I'd stand in line with you in Houston. I think the cap on the price will be the system builders though. I didn't worry about buying a 4090 when the price spiked, I just bought a $3000 PC with a 4090. I did this throughout the GPU shortage era. Because Nvidia will feed MSI, Asus, Alienware, and even iBuyPower; your best bet will be to buy a PC with a 5090 instead of feeding the scalpers if you can't get one near MSRP.
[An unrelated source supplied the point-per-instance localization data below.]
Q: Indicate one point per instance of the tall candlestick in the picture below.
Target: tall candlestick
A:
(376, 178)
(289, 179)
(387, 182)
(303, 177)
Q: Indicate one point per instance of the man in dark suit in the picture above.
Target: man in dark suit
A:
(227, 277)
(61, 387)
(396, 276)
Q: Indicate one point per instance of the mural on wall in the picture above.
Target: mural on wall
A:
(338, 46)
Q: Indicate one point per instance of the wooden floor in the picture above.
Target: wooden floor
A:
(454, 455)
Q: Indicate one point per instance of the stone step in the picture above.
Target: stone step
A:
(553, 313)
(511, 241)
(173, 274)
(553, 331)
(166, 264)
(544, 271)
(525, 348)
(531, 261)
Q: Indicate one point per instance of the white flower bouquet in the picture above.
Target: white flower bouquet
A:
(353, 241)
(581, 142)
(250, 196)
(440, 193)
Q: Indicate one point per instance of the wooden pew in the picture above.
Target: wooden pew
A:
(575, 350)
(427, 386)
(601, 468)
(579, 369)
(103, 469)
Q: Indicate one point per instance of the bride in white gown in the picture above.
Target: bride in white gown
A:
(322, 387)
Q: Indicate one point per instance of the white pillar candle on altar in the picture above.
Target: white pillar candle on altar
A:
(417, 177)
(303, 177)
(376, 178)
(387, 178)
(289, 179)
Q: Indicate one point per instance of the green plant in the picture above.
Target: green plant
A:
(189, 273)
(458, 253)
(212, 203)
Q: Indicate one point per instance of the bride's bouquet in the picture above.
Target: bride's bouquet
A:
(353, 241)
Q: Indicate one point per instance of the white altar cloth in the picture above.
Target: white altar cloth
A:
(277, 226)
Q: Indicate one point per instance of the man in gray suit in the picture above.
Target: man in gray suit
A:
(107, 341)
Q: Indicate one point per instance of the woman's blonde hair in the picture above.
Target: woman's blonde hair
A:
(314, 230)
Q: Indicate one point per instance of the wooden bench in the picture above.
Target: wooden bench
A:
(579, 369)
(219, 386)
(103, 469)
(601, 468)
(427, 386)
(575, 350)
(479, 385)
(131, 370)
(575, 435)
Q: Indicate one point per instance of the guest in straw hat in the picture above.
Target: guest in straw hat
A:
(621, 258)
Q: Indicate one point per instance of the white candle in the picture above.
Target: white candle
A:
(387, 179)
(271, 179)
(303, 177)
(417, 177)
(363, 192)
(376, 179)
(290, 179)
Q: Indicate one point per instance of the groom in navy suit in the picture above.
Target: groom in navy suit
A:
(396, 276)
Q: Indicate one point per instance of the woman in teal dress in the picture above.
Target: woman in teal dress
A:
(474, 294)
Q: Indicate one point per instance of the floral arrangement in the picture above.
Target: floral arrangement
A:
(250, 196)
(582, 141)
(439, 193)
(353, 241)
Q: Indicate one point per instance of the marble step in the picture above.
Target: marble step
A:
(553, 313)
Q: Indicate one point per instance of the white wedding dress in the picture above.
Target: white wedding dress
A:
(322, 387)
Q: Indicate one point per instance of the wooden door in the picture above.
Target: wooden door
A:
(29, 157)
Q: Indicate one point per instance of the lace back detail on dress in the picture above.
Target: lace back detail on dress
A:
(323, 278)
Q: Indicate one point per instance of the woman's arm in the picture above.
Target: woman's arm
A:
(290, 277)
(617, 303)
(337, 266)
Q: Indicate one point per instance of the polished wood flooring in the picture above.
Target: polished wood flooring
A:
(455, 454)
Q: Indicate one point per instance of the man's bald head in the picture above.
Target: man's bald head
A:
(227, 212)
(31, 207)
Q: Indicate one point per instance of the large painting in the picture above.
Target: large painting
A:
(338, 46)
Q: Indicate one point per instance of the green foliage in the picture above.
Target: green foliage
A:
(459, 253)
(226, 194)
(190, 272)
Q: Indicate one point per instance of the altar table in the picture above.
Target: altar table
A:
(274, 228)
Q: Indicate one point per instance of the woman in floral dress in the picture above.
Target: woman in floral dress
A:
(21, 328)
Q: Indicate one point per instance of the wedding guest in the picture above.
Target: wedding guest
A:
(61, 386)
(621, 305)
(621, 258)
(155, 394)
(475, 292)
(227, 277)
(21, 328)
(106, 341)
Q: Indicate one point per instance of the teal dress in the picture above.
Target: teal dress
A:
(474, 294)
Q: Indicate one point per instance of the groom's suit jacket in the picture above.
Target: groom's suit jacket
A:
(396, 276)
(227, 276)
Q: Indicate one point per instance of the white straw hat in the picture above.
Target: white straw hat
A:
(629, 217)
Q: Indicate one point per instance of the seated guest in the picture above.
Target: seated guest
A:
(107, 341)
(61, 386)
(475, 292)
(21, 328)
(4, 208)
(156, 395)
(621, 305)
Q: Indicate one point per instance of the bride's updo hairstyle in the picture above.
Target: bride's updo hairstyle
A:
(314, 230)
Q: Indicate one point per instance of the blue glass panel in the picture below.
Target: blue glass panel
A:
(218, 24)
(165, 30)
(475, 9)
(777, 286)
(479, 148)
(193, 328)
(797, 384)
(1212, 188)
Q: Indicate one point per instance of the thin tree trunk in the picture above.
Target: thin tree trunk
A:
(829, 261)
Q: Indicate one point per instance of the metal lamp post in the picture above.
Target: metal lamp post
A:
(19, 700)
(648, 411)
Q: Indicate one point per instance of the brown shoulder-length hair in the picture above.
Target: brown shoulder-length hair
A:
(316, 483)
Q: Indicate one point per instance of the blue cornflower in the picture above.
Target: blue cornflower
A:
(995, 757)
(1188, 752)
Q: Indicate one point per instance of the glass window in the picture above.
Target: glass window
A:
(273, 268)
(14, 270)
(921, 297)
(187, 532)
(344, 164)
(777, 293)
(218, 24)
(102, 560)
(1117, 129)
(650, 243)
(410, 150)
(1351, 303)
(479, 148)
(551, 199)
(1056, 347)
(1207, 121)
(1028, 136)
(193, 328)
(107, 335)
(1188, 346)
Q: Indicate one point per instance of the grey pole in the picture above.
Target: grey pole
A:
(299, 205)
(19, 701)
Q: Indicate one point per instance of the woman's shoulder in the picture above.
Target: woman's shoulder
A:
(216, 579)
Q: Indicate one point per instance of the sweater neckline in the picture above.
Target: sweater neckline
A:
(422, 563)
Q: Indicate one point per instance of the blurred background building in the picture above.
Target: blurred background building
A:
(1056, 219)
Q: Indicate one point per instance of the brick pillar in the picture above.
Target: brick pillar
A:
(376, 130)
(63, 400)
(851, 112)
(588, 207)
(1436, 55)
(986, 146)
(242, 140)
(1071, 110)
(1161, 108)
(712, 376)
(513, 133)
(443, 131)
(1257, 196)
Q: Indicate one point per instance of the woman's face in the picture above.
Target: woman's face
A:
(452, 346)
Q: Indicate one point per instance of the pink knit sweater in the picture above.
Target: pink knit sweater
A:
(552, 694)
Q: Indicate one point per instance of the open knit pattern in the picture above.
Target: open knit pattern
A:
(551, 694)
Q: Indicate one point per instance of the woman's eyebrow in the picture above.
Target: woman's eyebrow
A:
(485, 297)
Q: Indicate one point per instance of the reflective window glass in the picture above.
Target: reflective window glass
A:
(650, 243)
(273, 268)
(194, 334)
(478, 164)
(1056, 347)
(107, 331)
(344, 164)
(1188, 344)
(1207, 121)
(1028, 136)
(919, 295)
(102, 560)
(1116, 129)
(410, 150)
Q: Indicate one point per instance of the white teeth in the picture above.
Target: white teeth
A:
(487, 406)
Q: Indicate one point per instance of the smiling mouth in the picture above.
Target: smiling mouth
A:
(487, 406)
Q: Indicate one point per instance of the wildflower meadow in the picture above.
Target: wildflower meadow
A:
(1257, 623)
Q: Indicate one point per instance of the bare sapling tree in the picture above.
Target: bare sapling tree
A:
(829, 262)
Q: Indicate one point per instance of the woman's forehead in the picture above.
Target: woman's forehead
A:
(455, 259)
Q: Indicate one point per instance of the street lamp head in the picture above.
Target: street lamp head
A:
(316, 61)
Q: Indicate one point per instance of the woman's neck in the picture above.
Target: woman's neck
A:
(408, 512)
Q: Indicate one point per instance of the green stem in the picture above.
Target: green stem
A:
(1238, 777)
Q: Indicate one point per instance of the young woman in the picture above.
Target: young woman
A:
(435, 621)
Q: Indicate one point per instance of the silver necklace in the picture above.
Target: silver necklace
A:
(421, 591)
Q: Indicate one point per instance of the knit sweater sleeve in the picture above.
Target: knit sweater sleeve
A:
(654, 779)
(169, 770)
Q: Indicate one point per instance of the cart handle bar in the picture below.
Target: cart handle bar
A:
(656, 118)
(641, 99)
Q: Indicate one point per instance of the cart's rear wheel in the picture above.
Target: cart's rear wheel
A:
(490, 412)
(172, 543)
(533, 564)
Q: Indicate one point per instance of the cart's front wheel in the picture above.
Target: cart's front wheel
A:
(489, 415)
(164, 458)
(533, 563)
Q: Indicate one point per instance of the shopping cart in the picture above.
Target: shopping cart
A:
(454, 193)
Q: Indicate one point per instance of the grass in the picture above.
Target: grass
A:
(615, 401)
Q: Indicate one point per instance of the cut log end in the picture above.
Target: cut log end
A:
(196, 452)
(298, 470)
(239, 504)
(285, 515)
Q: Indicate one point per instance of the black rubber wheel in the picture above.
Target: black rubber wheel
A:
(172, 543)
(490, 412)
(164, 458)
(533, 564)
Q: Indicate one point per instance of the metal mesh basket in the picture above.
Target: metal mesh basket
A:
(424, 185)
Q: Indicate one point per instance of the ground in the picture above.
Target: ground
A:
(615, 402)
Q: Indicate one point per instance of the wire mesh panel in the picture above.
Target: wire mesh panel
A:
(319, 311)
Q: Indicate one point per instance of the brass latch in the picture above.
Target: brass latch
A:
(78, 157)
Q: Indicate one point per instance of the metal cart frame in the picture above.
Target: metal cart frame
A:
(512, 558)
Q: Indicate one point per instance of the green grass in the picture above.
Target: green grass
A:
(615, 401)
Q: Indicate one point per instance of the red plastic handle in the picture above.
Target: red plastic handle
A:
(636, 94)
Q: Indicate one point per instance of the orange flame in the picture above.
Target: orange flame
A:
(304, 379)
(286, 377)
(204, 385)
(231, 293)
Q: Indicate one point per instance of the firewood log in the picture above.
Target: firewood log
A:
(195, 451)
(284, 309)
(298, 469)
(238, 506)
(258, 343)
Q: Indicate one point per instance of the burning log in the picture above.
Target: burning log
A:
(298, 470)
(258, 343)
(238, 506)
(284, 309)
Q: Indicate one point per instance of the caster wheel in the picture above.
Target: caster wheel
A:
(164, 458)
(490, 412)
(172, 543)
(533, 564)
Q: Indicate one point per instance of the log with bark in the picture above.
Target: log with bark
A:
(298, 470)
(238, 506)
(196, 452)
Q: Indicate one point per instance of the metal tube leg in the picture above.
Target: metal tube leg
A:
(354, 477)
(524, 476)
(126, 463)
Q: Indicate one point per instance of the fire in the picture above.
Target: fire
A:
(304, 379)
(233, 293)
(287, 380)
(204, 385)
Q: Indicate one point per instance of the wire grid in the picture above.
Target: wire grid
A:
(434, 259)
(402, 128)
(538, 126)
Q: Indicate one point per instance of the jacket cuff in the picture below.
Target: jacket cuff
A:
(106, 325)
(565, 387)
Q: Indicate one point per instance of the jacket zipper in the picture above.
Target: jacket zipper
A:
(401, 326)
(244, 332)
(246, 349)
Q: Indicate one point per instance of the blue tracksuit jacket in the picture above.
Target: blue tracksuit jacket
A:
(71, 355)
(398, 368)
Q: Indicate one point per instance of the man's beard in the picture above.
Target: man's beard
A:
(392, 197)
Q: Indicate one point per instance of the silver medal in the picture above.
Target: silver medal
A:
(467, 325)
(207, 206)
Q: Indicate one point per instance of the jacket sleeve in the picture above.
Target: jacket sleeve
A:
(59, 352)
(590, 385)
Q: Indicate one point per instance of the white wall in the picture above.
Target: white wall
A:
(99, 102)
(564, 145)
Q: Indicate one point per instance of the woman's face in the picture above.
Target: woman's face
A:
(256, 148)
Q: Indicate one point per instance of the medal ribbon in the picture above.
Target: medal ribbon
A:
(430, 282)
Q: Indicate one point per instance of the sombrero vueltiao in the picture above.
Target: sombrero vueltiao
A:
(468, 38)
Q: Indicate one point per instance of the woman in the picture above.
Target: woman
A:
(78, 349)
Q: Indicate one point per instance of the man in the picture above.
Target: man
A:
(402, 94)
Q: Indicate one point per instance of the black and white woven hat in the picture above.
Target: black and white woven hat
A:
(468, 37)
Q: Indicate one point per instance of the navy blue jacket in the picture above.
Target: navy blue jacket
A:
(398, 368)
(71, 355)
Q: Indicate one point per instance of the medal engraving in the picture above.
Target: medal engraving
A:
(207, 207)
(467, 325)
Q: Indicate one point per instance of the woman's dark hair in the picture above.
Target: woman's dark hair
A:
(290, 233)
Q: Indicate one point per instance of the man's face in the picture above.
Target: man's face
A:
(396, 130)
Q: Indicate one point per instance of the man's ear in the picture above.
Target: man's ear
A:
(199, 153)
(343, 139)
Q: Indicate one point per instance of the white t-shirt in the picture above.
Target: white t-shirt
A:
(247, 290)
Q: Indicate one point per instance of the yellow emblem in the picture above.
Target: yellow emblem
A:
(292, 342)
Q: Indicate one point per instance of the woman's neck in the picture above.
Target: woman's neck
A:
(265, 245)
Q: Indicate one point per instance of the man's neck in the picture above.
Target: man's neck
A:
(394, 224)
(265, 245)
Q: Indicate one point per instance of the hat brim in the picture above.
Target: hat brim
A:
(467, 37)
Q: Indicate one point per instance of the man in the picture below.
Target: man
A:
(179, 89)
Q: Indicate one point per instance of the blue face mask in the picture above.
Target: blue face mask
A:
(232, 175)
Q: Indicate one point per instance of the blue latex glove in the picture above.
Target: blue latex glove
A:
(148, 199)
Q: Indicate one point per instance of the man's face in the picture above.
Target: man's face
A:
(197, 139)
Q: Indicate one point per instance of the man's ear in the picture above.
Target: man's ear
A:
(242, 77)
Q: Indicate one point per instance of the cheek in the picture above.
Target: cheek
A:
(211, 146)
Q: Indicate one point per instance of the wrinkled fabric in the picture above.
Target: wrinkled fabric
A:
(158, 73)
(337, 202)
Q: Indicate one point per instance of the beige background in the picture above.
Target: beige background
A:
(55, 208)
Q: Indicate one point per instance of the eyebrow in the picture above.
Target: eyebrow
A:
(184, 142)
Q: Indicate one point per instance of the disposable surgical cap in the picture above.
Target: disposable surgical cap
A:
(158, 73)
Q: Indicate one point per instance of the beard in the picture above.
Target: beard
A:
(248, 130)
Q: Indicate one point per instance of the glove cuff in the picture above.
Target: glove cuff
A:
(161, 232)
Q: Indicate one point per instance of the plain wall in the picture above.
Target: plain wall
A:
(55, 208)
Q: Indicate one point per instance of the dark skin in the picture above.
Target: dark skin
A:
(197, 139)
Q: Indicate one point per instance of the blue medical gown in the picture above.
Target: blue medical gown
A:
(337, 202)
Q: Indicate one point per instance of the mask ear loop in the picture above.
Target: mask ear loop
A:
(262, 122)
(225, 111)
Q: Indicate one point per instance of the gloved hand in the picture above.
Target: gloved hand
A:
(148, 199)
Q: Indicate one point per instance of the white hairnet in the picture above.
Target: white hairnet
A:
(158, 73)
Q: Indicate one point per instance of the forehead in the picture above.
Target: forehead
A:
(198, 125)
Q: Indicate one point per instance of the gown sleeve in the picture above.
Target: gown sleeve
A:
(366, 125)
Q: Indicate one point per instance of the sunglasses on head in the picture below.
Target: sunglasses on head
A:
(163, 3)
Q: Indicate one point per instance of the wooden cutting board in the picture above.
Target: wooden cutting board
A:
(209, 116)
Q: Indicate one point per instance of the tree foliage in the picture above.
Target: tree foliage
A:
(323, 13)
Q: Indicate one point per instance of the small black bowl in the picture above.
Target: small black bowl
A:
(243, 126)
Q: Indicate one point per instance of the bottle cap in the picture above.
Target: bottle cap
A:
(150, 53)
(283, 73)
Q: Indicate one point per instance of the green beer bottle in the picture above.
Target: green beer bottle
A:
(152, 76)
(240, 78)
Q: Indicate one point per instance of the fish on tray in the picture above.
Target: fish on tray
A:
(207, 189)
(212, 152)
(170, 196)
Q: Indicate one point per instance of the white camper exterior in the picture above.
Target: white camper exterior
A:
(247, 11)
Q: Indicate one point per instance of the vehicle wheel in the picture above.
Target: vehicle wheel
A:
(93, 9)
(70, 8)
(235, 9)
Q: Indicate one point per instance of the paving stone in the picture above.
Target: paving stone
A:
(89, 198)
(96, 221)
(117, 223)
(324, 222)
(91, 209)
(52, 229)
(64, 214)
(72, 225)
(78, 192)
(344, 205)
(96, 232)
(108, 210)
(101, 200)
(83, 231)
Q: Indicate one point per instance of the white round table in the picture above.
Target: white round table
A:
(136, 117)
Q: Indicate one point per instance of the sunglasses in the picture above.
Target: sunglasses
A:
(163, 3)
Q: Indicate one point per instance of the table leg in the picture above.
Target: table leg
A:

Agreed that the 5090 will be Unobtainium. I picked up four 3090's pretty cheap 650~ ish but had to repaste and replace a few fans on them. Totally worth it. I'm running TabbyAPI so I can do speculative decoding and it cranks out around 15 t/s using llama 3.3 70b 5.0bpw with a 1b 3.1 model in front I get around 30 t/s for smaller conversational prompts. I haven't done any fine tuning yet and haven't run long conversations chains but very happy with the quality of the responses and the performance so far. I'm still using open webui. I'd love to get your opinion on Lebrechat. It has been kind of a PITA to get up and running and I don't plan on using any outside services so I don't know how much value it offers over open webui.
I still think the 3090 makes the most sense for a 24GB GPU for inference by a longshot. Love mine, agreed total PITA to clean and repad but they run so good now I expect to get a lot of use out of them.
A 5090 @ $2000 is crazy and when the gamer gets it home and wonders why his PC sudleny turns off or blue screens he's going to realize his 800W PS wasn't enough...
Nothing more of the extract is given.